Elle s’appelle Sandra Avila Beltran, c’est une des plus grandes narcotrafiquantes au monde et je suis là, avec elle, dans la même cellule !

Heureusement, elle m’accueille assez gentiment. Elle aussi sait qui je suis, et semble vouloir me rassurer, mais je suis incapable de lui dire un mot. Me revoilà à Santa Martha, c’est tout ce que je sais. Je vais peut-être finir ma vie ici. Alors sur le lit en fer où on m’a installée, les yeux pleins de larmes, je ne peux me dire qu’une chose : j’aime mieux ne pas vivre pour ne pas le voir. Ils ont gagné.

En France, on ne me laisse pas tomber, encore une fois. Je n’ai plus la force de me battre, mais d’autres l’ont pour moi, à commencer par mes parents, comme d’habitude, par Frank Berton et aussi le président, qui s’inquiètent auprès des autorités mexicaines de la signification de ce transfert inattendu. À l’ambassade, Daniel Parfait se manifeste et tient toute sa place. À la fin de mon premier jour à Santa Martha, il dit aux journalistes français installés ici qu’il est plutôt confiant : pour lui, je vais rentrer à Tepepan. Je crois que les autorités françaises ont fait valoir que j’avais été amenée là pour raisons médicales, suite à mes problèmes de dos, et la pression qu’ils exercent discrètement semble efficace. Toujours aussi amorphe, encore amaigrie puisque je ne mange plus depuis plusieurs jours et que je suis atteinte d’un virus qui m’affaiblit, je me laisse une nouvelle fois emmener. Mon séjour à Santa Martha n’aura pas été bien long, mais le message est clair : on peut m’y ramener à n’importe quel moment. C’est une manière de m’ordonner de me taire, de ne plus m’exprimer dans les médias, de ne plus exister, en quelque sorte. Que je purge là mes soixante ans et que je me taise, voilà ce que veut le gouvernement mexicain. Il veut une victoire totale.

Dans ma cellule, je découvre des barreaux aux fenêtres qui donnent sur le couloir. C’est nouveau. Officiellement, c’est pour permettre aux ouvriers de réaliser ces quelques travaux qu’on m’a amenée à Santa Martha. Quelle plaisanterie ! Des travaux, il y en a toujours, ici, et les filles sont alors simplement déplacées, il existe des lieux pour cela. De plus, on m’attribue une escorte permanente. Deux femmes se collent à mes basques, ne me lâchent plus, que j’aille à la salle des visites, aux toilettes ou que je descende ma poubelle. C’est invivable.
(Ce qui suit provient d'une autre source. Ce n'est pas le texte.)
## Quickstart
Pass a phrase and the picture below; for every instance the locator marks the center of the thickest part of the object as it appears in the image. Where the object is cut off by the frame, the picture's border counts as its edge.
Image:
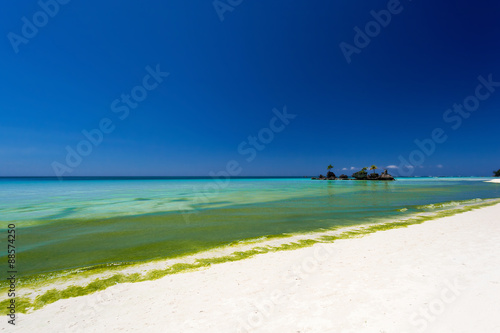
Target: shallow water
(79, 223)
Au moins, je suis rentrée. Je n’ai plus le goût de vivre, mais ici on ne m’agressera pas. Pour que je comprenne bien ce qui pourrait encore m’arriver – comme si je n’avais pas compris… , on me parle d’un long article, deux pages dans El Universal, où je m’en prends à Luis Cardenas Palomino et Genaro Garcia Luna. Ils n’ont sûrement pas apprécié. Des journalistes racontent d’ailleurs anonymement qu’ils ont subi des pressions, notamment par téléphone, pour cesser de parler de moi comme ils le font : en mettant en cause les preuves qui m’accablent. Ils ont été sommés d’en revenir à la version officielle, ou tout simplement de ne plus rien écrire du tout.

Garcia Luna ne redoute pas de s’adresser ainsi aux journalistes. C’est un pays dangereux, ici, pour ceux qui veulent faire leur métier avec courage. Anabel Hernandez peut en témoigner. Récemment, des équipes de télévision se sont approchées du domicile de Garcia Luna, pour enquêter sur la manière dont il a financé la construction de son habitation, qui leur semble suspecte. Le ministre les a fait arrêter en les accusant de préparer l’enlèvement d’un des membres de sa famille.

Je ne sais pas qui de Frank Berton ou de mes parents s’en inquiète le premier, mais ils sentent bien, tous, que je vais très mal. Ils vont être à nouveau reçus par Nicolas Sarkozy à l’Élysée, et cette fois ils font en sorte que je puisse appeler, participer, en quelque sorte, à cette réunion. C’est un jeudi, au tout début du mois de juillet. Frank me dit d’appeler à dix heures vingt, dix-sept heures vingt en France. Je ne tombe pas tout de suite dans le bureau du président et je m’inquiète un peu parce qu’on me passe de poste en poste. Enfin, je l’ai :

— Oui, Nicolas Sarkozy. Comment allez-vous, Florence ? Nous sommes dans mon bureau, avec Frank Berton, Thierry Lazaro et vos parents, je mets le haut-parleur.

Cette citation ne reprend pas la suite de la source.